Tool Use (Function Calling)
Tool use is the mechanism by which an LLM requests an action: the model emits a structured tool_use block with a name and JSON arguments, the harness executes it, and returns a tool_result block. Native to Claude/GPT-4/Gemini APIs; not 'agent-specific.'
Tool use is a vending machine — model presses a button (tool name), pays in tokens, gets the snack (result). Too many buttons = wrong snack. Vague labels = wrong snack.
Each tool has a JSON Schema describing its parameters. The model picks tools based on (a) tool name + description, (b) parameter schema, (c) examples in the system prompt. Models can emit multiple tool calls in one turn — the harness should run independent ones in parallel (e.g., reading three unrelated files). Tools that depend on prior output must run sequentially. Failed tool calls return errors as tool_result with is_error: true; the model usually retries or asks for help.

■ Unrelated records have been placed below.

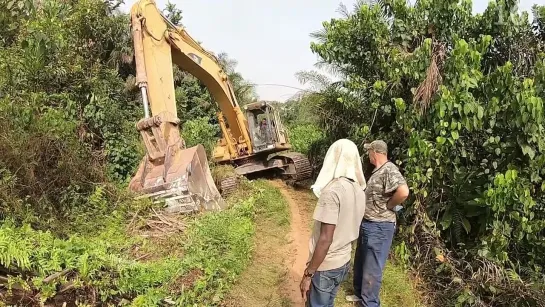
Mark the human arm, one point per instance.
(322, 247)
(320, 252)
(326, 212)
(395, 183)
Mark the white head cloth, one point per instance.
(341, 160)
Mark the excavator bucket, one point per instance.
(182, 181)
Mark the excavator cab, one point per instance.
(266, 130)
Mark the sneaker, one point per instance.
(353, 298)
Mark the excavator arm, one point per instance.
(158, 45)
(170, 172)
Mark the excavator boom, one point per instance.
(170, 172)
(251, 141)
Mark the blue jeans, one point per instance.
(325, 285)
(371, 253)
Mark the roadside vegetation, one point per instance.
(459, 99)
(457, 96)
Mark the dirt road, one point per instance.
(300, 203)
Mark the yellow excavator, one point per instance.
(252, 141)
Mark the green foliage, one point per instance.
(200, 131)
(303, 136)
(217, 246)
(472, 150)
(244, 90)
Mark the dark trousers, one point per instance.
(371, 253)
(325, 285)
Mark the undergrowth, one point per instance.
(100, 268)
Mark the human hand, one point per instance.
(304, 286)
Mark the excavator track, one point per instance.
(299, 168)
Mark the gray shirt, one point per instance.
(341, 203)
(380, 187)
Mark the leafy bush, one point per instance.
(459, 99)
(216, 248)
(303, 136)
(200, 131)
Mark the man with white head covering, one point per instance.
(340, 188)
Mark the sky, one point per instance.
(270, 40)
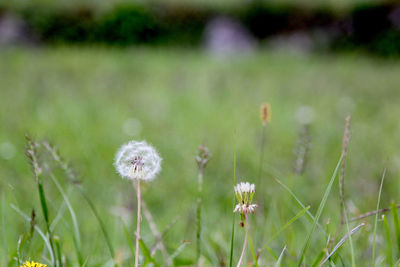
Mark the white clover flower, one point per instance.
(137, 160)
(244, 193)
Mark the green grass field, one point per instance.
(101, 4)
(89, 101)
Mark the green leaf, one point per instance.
(318, 215)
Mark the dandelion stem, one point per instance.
(246, 232)
(139, 204)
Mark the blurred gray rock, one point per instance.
(14, 31)
(304, 42)
(226, 36)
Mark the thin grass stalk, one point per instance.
(19, 257)
(301, 205)
(129, 240)
(31, 153)
(341, 242)
(246, 233)
(58, 250)
(260, 166)
(372, 213)
(76, 236)
(376, 217)
(278, 263)
(234, 203)
(202, 159)
(396, 225)
(3, 229)
(319, 212)
(353, 260)
(253, 252)
(179, 249)
(100, 221)
(388, 241)
(297, 216)
(343, 217)
(37, 229)
(139, 205)
(346, 138)
(156, 234)
(198, 216)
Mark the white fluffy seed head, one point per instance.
(137, 160)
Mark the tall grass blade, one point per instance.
(100, 221)
(130, 242)
(389, 255)
(31, 153)
(77, 236)
(319, 212)
(319, 258)
(396, 225)
(301, 204)
(179, 249)
(58, 250)
(39, 231)
(234, 202)
(253, 252)
(278, 263)
(376, 217)
(3, 230)
(146, 253)
(271, 252)
(341, 242)
(298, 215)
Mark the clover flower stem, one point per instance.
(139, 204)
(246, 232)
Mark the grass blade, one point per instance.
(298, 215)
(341, 242)
(301, 204)
(376, 217)
(278, 263)
(146, 253)
(99, 220)
(319, 257)
(129, 240)
(253, 252)
(396, 225)
(77, 236)
(388, 241)
(179, 249)
(234, 202)
(3, 229)
(31, 153)
(319, 212)
(37, 229)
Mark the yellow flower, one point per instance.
(33, 264)
(265, 113)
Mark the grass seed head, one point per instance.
(33, 264)
(265, 113)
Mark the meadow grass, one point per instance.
(88, 101)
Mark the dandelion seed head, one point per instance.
(137, 160)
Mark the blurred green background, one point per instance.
(90, 99)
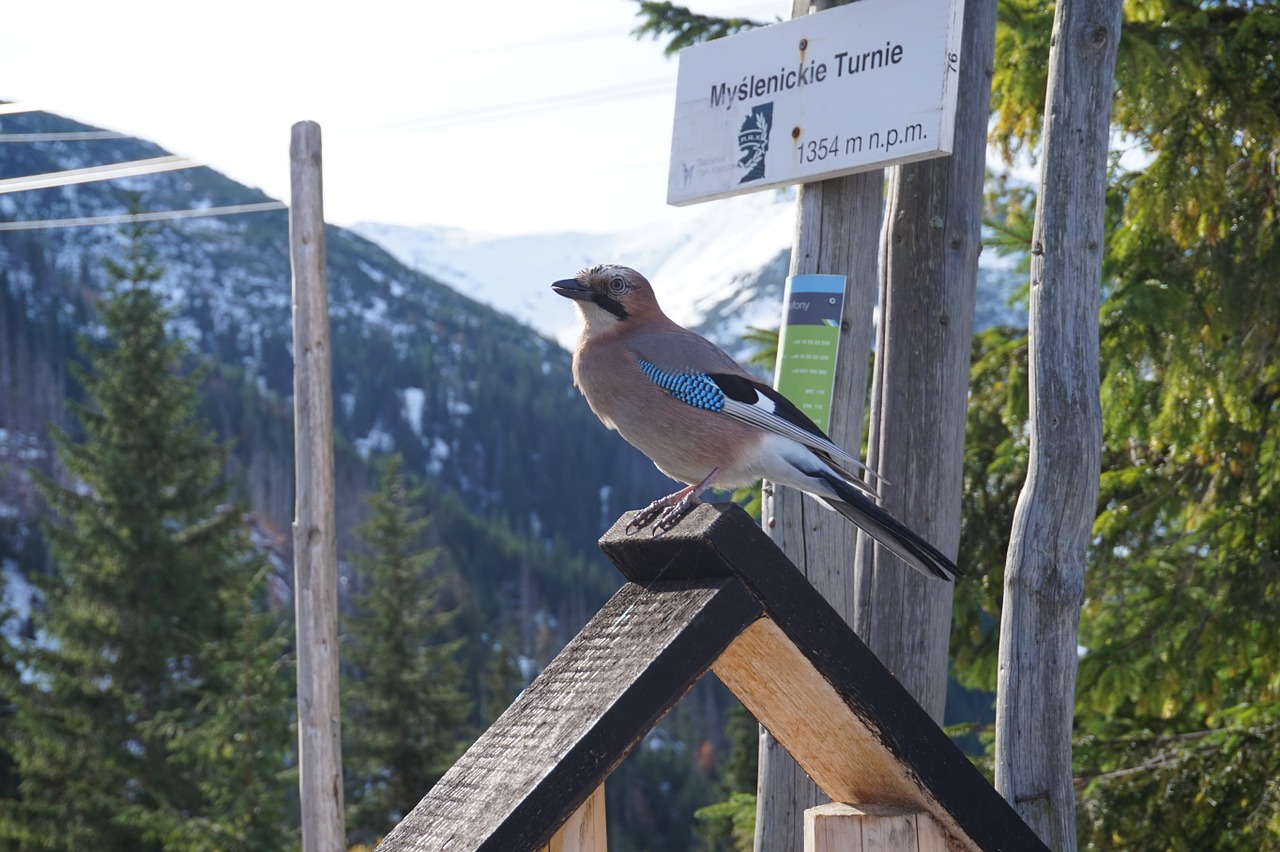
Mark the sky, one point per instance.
(503, 117)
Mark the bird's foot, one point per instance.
(663, 513)
(672, 514)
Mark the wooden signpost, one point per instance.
(846, 90)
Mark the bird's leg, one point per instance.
(670, 509)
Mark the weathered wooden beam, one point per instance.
(818, 688)
(576, 722)
(585, 830)
(844, 828)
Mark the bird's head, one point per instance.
(607, 294)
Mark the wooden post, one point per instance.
(1052, 523)
(837, 228)
(584, 832)
(315, 560)
(871, 828)
(919, 394)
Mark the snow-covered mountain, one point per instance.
(718, 274)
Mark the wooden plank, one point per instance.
(576, 722)
(315, 543)
(848, 694)
(871, 828)
(585, 830)
(920, 388)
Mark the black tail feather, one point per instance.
(887, 530)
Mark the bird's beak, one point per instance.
(571, 289)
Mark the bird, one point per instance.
(705, 421)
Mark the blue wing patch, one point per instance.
(695, 389)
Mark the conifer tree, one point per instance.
(142, 615)
(402, 699)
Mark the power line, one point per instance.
(64, 136)
(14, 108)
(261, 206)
(517, 109)
(108, 172)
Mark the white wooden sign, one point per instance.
(845, 90)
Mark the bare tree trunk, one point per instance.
(315, 549)
(1045, 568)
(932, 241)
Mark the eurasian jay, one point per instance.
(703, 420)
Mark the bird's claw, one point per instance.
(663, 514)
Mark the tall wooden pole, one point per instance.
(919, 395)
(837, 228)
(1054, 520)
(315, 559)
(918, 425)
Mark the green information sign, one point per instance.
(808, 342)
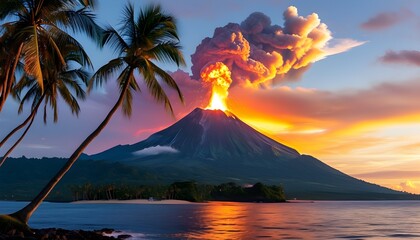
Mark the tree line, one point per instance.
(187, 190)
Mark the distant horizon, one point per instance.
(345, 94)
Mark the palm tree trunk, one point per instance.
(9, 79)
(31, 116)
(6, 155)
(25, 213)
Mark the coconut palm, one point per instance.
(152, 36)
(68, 83)
(29, 21)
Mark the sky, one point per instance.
(345, 90)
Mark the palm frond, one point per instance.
(128, 26)
(127, 75)
(32, 58)
(9, 8)
(114, 40)
(107, 70)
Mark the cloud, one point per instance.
(340, 46)
(386, 20)
(155, 150)
(402, 57)
(258, 52)
(407, 186)
(329, 110)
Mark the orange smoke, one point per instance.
(219, 76)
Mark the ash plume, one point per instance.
(260, 53)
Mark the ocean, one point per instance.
(229, 220)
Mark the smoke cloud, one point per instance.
(260, 53)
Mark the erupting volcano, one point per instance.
(213, 146)
(219, 76)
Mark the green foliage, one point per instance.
(257, 193)
(188, 190)
(8, 223)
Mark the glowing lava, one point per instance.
(219, 76)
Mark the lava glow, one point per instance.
(219, 76)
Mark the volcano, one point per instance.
(212, 146)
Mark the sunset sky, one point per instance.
(347, 91)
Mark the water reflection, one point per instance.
(226, 220)
(223, 220)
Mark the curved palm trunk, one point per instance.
(6, 155)
(31, 116)
(25, 213)
(9, 79)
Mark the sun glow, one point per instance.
(219, 76)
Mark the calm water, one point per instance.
(318, 220)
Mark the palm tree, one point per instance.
(68, 83)
(152, 36)
(29, 21)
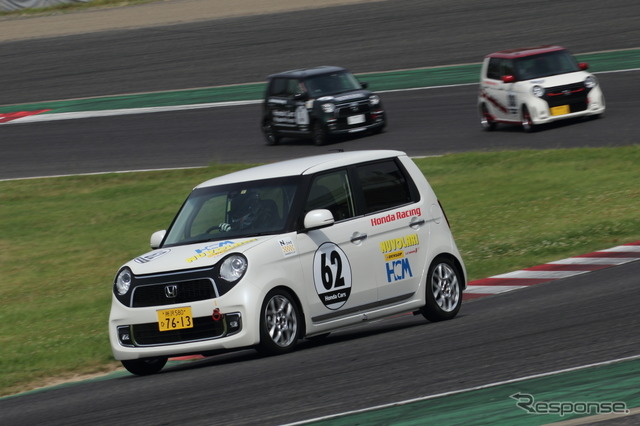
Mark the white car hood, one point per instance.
(191, 256)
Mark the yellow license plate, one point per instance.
(560, 110)
(175, 318)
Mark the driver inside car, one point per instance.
(247, 212)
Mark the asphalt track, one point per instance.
(566, 323)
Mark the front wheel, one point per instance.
(270, 134)
(527, 122)
(444, 291)
(280, 323)
(486, 119)
(144, 366)
(319, 134)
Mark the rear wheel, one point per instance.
(527, 122)
(280, 323)
(144, 366)
(270, 133)
(486, 119)
(444, 290)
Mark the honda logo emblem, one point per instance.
(171, 291)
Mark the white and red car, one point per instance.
(269, 255)
(536, 85)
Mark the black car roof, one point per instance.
(307, 72)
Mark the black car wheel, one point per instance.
(270, 134)
(319, 134)
(444, 290)
(144, 366)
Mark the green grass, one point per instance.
(72, 7)
(62, 239)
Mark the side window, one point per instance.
(278, 87)
(384, 186)
(507, 68)
(493, 69)
(294, 87)
(331, 191)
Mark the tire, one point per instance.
(280, 323)
(527, 122)
(144, 366)
(319, 135)
(270, 134)
(444, 291)
(486, 120)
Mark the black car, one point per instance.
(318, 103)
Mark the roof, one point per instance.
(306, 72)
(302, 166)
(525, 51)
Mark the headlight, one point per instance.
(537, 91)
(233, 268)
(123, 281)
(328, 108)
(590, 82)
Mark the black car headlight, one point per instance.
(328, 107)
(537, 91)
(590, 82)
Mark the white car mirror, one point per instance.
(318, 219)
(156, 239)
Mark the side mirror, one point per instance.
(156, 239)
(318, 219)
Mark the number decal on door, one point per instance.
(332, 275)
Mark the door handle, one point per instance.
(358, 237)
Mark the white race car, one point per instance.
(266, 256)
(534, 86)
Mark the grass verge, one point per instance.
(62, 239)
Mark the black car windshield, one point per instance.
(331, 83)
(545, 64)
(232, 211)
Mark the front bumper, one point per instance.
(134, 332)
(594, 104)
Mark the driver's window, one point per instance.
(332, 191)
(211, 213)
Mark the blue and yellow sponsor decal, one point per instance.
(217, 248)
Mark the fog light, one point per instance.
(124, 335)
(217, 316)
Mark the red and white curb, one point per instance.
(553, 270)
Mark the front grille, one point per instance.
(185, 292)
(575, 95)
(203, 328)
(350, 109)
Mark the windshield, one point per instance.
(233, 211)
(545, 64)
(332, 84)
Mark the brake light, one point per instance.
(444, 214)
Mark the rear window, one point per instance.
(384, 186)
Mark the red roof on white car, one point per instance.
(525, 51)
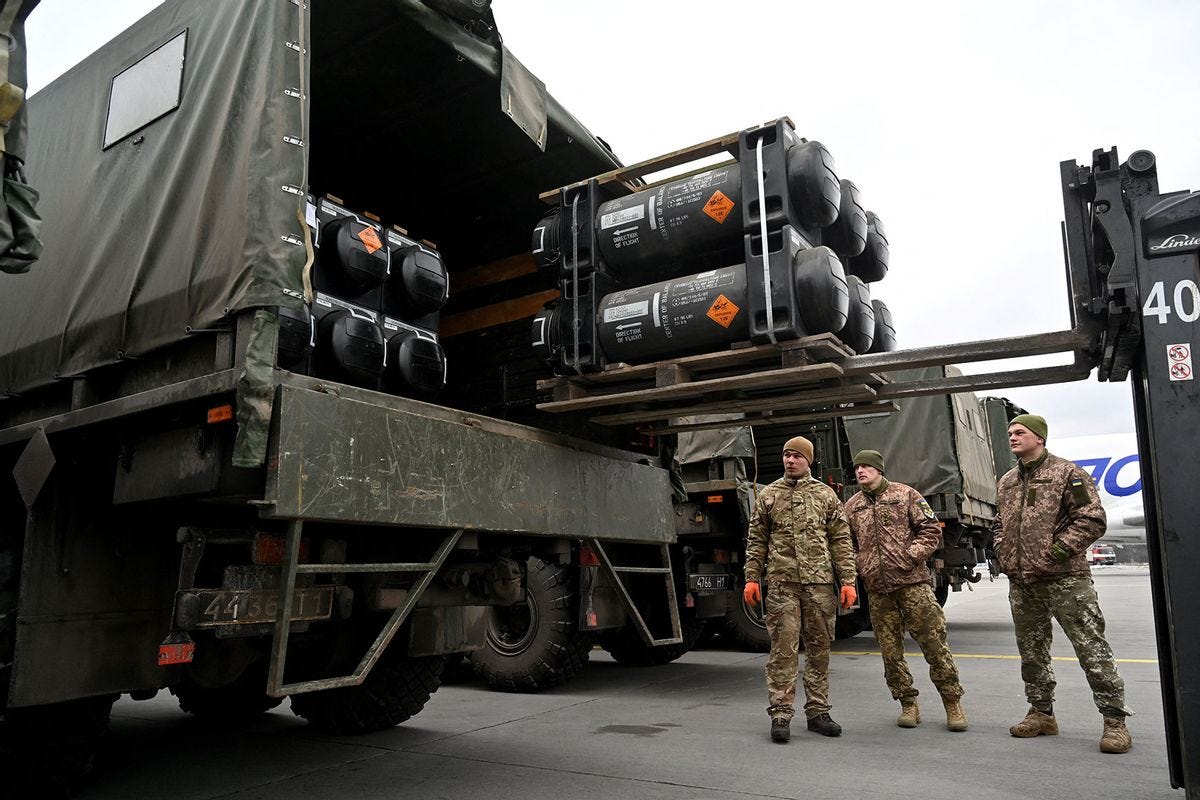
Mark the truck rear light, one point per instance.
(177, 649)
(269, 549)
(588, 557)
(222, 413)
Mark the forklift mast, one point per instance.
(1133, 256)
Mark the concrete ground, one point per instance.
(693, 729)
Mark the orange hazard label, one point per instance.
(723, 311)
(371, 239)
(719, 208)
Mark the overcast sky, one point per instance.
(951, 118)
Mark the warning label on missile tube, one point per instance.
(723, 311)
(719, 206)
(627, 311)
(370, 239)
(623, 216)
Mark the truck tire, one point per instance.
(535, 644)
(48, 751)
(395, 690)
(234, 703)
(627, 648)
(851, 625)
(745, 624)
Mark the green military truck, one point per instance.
(946, 446)
(250, 451)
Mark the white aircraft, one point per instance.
(1114, 463)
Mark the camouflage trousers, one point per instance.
(1072, 601)
(799, 612)
(913, 609)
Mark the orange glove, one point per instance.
(753, 593)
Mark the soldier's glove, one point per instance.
(1059, 552)
(753, 593)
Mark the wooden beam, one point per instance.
(774, 403)
(774, 419)
(766, 379)
(493, 272)
(497, 314)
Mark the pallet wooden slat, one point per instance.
(777, 403)
(773, 419)
(822, 347)
(771, 378)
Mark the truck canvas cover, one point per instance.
(937, 444)
(174, 162)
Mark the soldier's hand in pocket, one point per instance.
(753, 593)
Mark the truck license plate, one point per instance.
(700, 582)
(250, 606)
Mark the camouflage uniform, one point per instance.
(897, 531)
(799, 531)
(1050, 501)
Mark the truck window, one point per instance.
(145, 91)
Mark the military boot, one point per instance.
(825, 725)
(1116, 738)
(1036, 723)
(955, 717)
(910, 714)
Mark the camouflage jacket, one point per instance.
(895, 533)
(1053, 500)
(798, 529)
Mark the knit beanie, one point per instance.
(870, 458)
(801, 445)
(1033, 422)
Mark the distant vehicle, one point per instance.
(1114, 463)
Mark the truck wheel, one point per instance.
(745, 623)
(535, 644)
(850, 625)
(49, 750)
(627, 648)
(395, 690)
(238, 702)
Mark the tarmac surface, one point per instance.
(693, 729)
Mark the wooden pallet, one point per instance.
(761, 382)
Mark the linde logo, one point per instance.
(1175, 241)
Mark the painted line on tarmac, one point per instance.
(984, 655)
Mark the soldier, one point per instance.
(1049, 516)
(799, 531)
(897, 531)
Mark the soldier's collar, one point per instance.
(879, 489)
(1029, 469)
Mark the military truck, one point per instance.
(941, 445)
(245, 461)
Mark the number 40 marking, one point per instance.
(1186, 302)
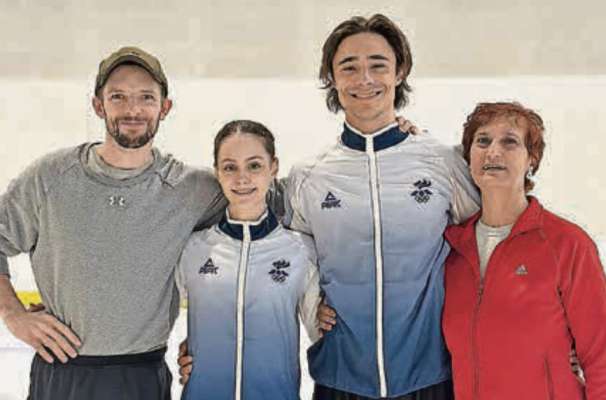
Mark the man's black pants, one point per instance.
(142, 376)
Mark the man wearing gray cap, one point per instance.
(104, 224)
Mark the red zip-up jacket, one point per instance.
(510, 336)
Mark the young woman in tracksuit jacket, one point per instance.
(377, 204)
(247, 279)
(523, 286)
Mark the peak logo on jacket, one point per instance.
(278, 273)
(330, 201)
(422, 194)
(208, 267)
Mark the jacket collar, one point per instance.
(258, 229)
(463, 237)
(382, 139)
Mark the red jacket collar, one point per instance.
(463, 237)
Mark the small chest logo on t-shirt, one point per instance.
(422, 194)
(278, 273)
(209, 267)
(116, 201)
(330, 201)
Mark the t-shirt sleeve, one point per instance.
(19, 215)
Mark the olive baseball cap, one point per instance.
(132, 55)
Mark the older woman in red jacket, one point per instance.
(523, 286)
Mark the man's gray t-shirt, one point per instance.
(104, 250)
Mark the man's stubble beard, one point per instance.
(126, 141)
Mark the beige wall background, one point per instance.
(259, 59)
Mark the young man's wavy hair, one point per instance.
(380, 25)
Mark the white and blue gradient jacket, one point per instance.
(246, 283)
(377, 206)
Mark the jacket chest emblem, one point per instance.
(422, 193)
(331, 201)
(278, 273)
(208, 268)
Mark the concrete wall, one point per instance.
(241, 38)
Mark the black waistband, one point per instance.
(120, 359)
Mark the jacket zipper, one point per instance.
(474, 344)
(240, 310)
(549, 380)
(378, 242)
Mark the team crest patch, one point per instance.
(278, 273)
(208, 267)
(330, 201)
(422, 193)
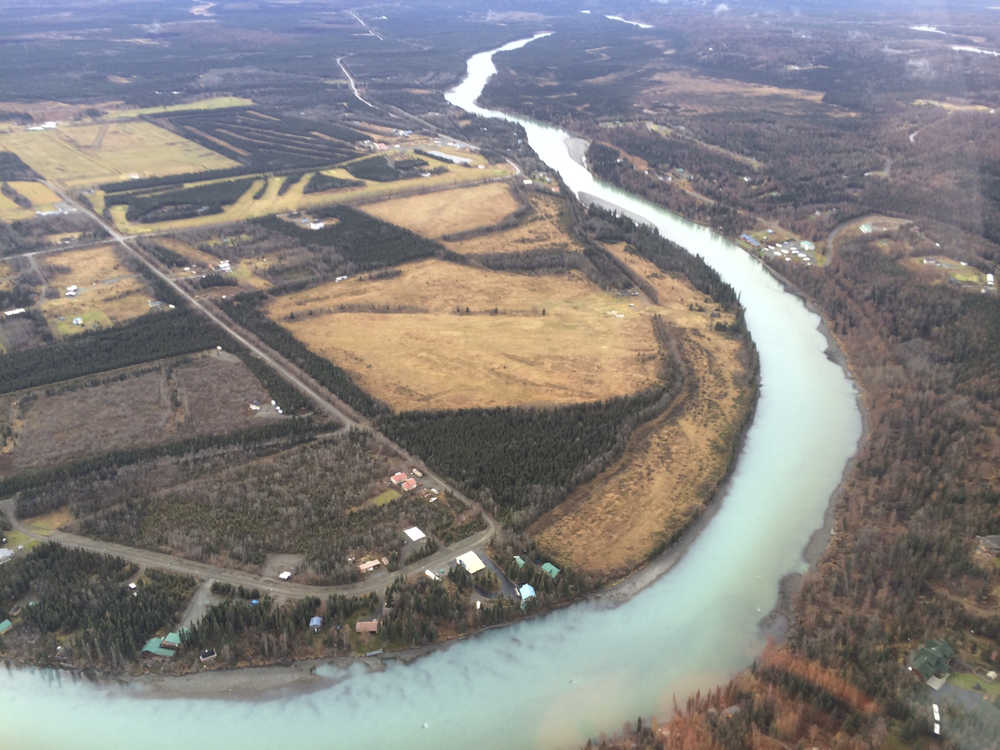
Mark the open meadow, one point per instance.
(673, 463)
(79, 155)
(447, 336)
(108, 291)
(445, 212)
(156, 402)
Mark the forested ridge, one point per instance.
(83, 595)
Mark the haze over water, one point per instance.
(558, 679)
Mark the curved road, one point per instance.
(327, 403)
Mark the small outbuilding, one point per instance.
(551, 570)
(414, 534)
(471, 562)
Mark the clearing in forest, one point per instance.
(78, 155)
(155, 402)
(107, 290)
(448, 211)
(446, 336)
(541, 229)
(673, 464)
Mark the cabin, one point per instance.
(932, 662)
(471, 562)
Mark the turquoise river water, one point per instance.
(558, 679)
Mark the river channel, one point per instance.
(556, 680)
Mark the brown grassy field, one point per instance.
(542, 229)
(672, 465)
(109, 292)
(448, 211)
(155, 402)
(423, 355)
(87, 154)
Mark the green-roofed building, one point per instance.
(932, 659)
(153, 647)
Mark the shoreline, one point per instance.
(292, 678)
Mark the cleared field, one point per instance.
(672, 465)
(448, 211)
(39, 195)
(215, 102)
(294, 199)
(552, 339)
(541, 230)
(152, 403)
(88, 154)
(108, 291)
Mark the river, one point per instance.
(556, 680)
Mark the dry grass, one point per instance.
(109, 292)
(543, 229)
(271, 203)
(78, 154)
(432, 358)
(448, 211)
(167, 400)
(672, 465)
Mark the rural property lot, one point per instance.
(542, 229)
(151, 403)
(77, 155)
(672, 464)
(109, 292)
(437, 214)
(553, 339)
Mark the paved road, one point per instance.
(374, 582)
(327, 403)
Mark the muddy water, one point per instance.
(559, 679)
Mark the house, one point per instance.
(471, 562)
(414, 534)
(932, 662)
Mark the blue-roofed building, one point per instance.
(527, 591)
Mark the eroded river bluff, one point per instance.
(558, 679)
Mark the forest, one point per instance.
(271, 491)
(82, 595)
(519, 462)
(361, 239)
(152, 336)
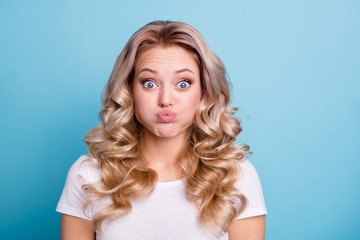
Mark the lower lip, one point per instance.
(166, 117)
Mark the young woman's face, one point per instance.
(167, 91)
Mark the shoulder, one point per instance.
(250, 186)
(86, 169)
(83, 171)
(248, 173)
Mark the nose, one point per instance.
(166, 97)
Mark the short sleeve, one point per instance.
(249, 185)
(73, 196)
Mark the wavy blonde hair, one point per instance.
(210, 162)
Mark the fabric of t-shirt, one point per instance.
(165, 214)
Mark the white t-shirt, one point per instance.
(165, 214)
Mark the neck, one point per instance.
(163, 154)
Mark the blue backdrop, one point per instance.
(295, 70)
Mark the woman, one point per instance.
(163, 163)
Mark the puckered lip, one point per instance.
(166, 116)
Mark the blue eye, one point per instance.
(149, 84)
(184, 84)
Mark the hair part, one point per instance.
(210, 161)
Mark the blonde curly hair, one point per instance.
(210, 162)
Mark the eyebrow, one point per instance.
(178, 71)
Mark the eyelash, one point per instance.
(188, 81)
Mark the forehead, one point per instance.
(168, 57)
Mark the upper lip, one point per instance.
(166, 112)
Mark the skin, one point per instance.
(166, 78)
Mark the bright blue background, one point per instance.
(295, 70)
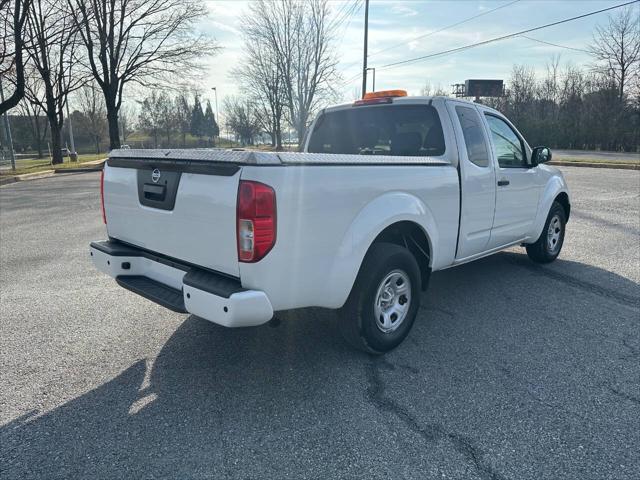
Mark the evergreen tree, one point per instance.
(197, 119)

Tool schemas count toward input tokens — too many tools or verbose descriptions blow up the prompt. Anthropic supports 'deferred tools' (ToolSearch in Claude Code) — schemas not loaded until needed, just names. Tool choice modes: auto (model decides), any (must call some tool), tool (must call this specific tool), none (no tools). For agents, 'auto' is standard. Tool result content can be text, images, or both. Critically: tool descriptions are part of the prompt and matter as much as system prompts — vague descriptions = bad tool selection.
Tool use lets the model emit structured action requests that the harness executes. The model sees tool definitions (name + description + JSON schema) in its system prompt and chooses tools by matching the user's intent against descriptions. Independent tool calls in the same turn can be parallelized. The harness is responsible for executing tools and feeding results back. The art is writing tool descriptions clearly enough that the model picks the right one without needing examples.
Adding too many tools 'just in case.' Each tool's schema costs tokens on every turn, and more tools means more selection errors. Aim for the smallest tool set that covers the task — quality of descriptions beats quantity of tools.